Monday, June 15, 2009

Death and the King's Horseman

I'd known Wole Soyinka's masterpiece for a long time - written about it and workshopped scenes from it on various occasions. So I was genuinely excited finally to get the chance to see a full production at the National on Friday. The play's only been done once before in the UK, when Phyllida directed it in Manchester back in 1990 (!). In fact, I've only ever seen one other Soyinka play at all - which was The Lion and the Jewel at the Barbican a while ago. This is an altogether bigger piece, and it is brilliantly done at the National. Oddly, I'd not seen Rufus Norris's work before - but he has done this wonderfully. It's very funny and it's genuinely tragic.

One of the most interesting decisions is to have the white characters played by black actors, who are "whited up" on stage at the start of the performance. It's very similar to the effect in Almighty Voice and His Wife - where the ghosts are in white-face for the second half - you sense the conventions of a racist theatre being turned on their head by a post-colonial production. If the District Officer and his wife were played by white actors, then it's almost inevitable that, for all the absurdity of the characters, the predominantly white, middle-class audience at the National would end up identifying with them. Done like this, the whole play clearly emerges from the Yoruba viewpoint, so the two-dimensionality of the white characters becomes an advantage, and their absurd, sub-Coward language is the comic relief to the rich poetry of the Yoruba characters.

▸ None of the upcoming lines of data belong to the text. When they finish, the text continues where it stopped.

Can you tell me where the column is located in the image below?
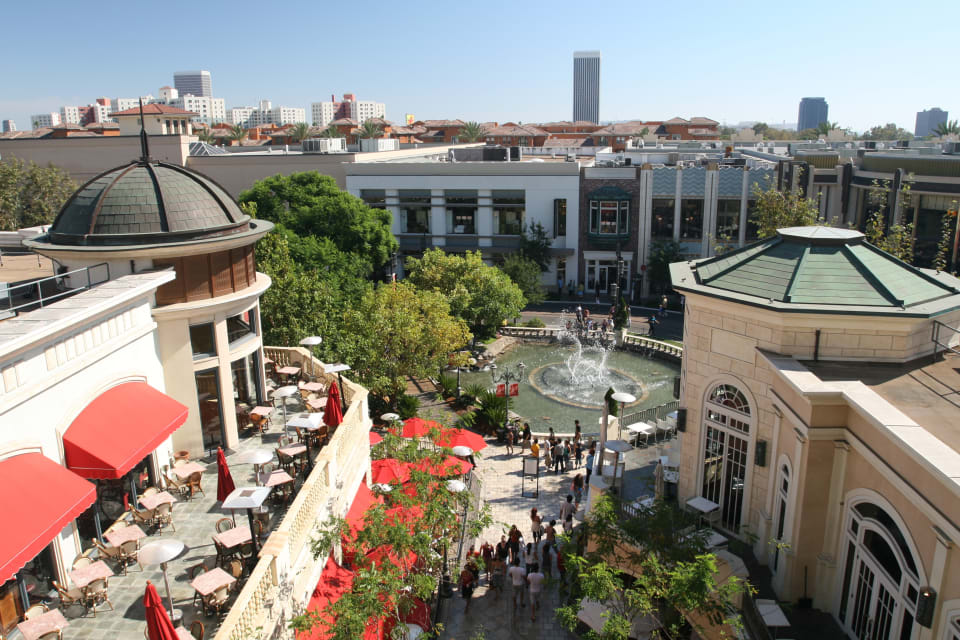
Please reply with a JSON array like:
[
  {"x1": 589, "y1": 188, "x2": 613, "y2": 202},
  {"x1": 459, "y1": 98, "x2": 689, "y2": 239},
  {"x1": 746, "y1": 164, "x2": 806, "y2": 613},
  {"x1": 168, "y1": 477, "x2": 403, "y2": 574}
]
[
  {"x1": 812, "y1": 440, "x2": 850, "y2": 613},
  {"x1": 424, "y1": 189, "x2": 447, "y2": 249}
]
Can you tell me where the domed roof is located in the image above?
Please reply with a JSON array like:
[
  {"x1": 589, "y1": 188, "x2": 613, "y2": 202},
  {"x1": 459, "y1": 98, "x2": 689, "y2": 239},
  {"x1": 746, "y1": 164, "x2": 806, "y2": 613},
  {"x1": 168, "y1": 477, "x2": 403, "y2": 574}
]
[
  {"x1": 49, "y1": 159, "x2": 250, "y2": 246},
  {"x1": 671, "y1": 226, "x2": 960, "y2": 315}
]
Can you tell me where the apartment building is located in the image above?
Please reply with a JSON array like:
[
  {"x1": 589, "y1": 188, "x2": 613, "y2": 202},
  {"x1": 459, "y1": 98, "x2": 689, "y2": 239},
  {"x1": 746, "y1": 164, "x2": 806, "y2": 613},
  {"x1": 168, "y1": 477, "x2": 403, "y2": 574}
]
[{"x1": 346, "y1": 153, "x2": 580, "y2": 287}]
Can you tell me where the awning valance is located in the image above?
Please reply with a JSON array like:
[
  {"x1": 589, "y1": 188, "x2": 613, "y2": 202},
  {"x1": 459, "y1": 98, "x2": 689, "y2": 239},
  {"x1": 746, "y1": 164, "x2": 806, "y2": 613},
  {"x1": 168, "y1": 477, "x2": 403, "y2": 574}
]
[
  {"x1": 0, "y1": 453, "x2": 97, "y2": 584},
  {"x1": 63, "y1": 382, "x2": 187, "y2": 479}
]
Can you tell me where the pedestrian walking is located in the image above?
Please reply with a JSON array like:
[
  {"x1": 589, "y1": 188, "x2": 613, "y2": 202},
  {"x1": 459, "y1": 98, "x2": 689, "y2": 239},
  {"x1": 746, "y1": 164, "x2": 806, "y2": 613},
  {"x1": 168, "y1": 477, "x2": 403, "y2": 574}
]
[
  {"x1": 527, "y1": 570, "x2": 544, "y2": 622},
  {"x1": 507, "y1": 556, "x2": 527, "y2": 612},
  {"x1": 560, "y1": 493, "x2": 576, "y2": 533}
]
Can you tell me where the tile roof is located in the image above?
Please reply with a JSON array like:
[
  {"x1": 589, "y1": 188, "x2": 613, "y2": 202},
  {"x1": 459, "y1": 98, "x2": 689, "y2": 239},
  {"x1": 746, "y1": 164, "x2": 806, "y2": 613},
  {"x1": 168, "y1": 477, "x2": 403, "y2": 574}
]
[{"x1": 110, "y1": 102, "x2": 200, "y2": 118}]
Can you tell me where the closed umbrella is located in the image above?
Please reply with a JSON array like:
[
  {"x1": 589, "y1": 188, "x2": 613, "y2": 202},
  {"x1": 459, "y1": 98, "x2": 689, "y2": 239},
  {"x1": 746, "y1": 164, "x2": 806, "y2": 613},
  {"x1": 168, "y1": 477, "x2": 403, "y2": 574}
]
[
  {"x1": 217, "y1": 447, "x2": 236, "y2": 502},
  {"x1": 143, "y1": 580, "x2": 179, "y2": 640},
  {"x1": 323, "y1": 382, "x2": 343, "y2": 427}
]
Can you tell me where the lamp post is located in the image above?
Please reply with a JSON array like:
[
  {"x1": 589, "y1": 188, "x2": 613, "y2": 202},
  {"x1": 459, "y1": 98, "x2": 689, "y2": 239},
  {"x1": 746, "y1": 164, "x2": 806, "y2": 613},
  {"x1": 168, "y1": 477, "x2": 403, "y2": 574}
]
[{"x1": 490, "y1": 362, "x2": 527, "y2": 429}]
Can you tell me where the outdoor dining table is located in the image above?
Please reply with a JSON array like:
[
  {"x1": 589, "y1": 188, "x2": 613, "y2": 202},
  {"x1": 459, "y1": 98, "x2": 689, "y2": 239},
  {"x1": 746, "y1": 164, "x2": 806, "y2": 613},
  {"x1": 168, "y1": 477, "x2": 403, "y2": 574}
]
[
  {"x1": 173, "y1": 462, "x2": 207, "y2": 480},
  {"x1": 103, "y1": 524, "x2": 146, "y2": 547},
  {"x1": 258, "y1": 469, "x2": 293, "y2": 487},
  {"x1": 190, "y1": 568, "x2": 237, "y2": 597},
  {"x1": 17, "y1": 609, "x2": 70, "y2": 640},
  {"x1": 140, "y1": 490, "x2": 176, "y2": 509},
  {"x1": 213, "y1": 525, "x2": 253, "y2": 549},
  {"x1": 68, "y1": 560, "x2": 114, "y2": 589}
]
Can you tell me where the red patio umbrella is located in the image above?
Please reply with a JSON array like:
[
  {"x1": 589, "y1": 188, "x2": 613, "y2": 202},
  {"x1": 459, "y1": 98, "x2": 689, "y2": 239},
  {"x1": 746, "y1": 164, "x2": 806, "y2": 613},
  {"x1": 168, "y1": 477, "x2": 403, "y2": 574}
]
[
  {"x1": 143, "y1": 580, "x2": 179, "y2": 640},
  {"x1": 400, "y1": 418, "x2": 443, "y2": 438},
  {"x1": 323, "y1": 382, "x2": 343, "y2": 427},
  {"x1": 217, "y1": 447, "x2": 237, "y2": 502},
  {"x1": 436, "y1": 429, "x2": 487, "y2": 452}
]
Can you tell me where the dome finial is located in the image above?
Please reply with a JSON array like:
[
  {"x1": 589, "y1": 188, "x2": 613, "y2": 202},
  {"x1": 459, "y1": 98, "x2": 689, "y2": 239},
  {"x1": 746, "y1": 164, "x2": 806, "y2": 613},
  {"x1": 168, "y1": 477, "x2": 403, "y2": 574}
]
[{"x1": 140, "y1": 98, "x2": 150, "y2": 162}]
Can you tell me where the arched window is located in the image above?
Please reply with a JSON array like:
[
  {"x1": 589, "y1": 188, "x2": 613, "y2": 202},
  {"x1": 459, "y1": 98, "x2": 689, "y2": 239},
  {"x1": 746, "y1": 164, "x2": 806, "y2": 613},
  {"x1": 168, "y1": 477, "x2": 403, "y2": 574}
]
[
  {"x1": 839, "y1": 502, "x2": 920, "y2": 640},
  {"x1": 700, "y1": 384, "x2": 752, "y2": 535}
]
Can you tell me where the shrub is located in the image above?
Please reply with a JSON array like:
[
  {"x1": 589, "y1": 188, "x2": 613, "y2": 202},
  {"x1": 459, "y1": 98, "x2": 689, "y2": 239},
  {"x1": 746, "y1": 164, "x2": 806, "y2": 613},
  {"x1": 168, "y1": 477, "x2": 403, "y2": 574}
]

I keep remembering our own production of The Dilemma of a Ghost - which had a similar aesthetic, though a lower budget! The presence of Seun Shote in the cast makes the memory very tangible.

1 comment:

JG said...

Hello Michael,
I know it is often said that Phyllida Lloyd's Manchester production of Death and the King's Horseman was the first in the UK, but that credit actually goes to a Hull student production directed by Chris Kamlongera.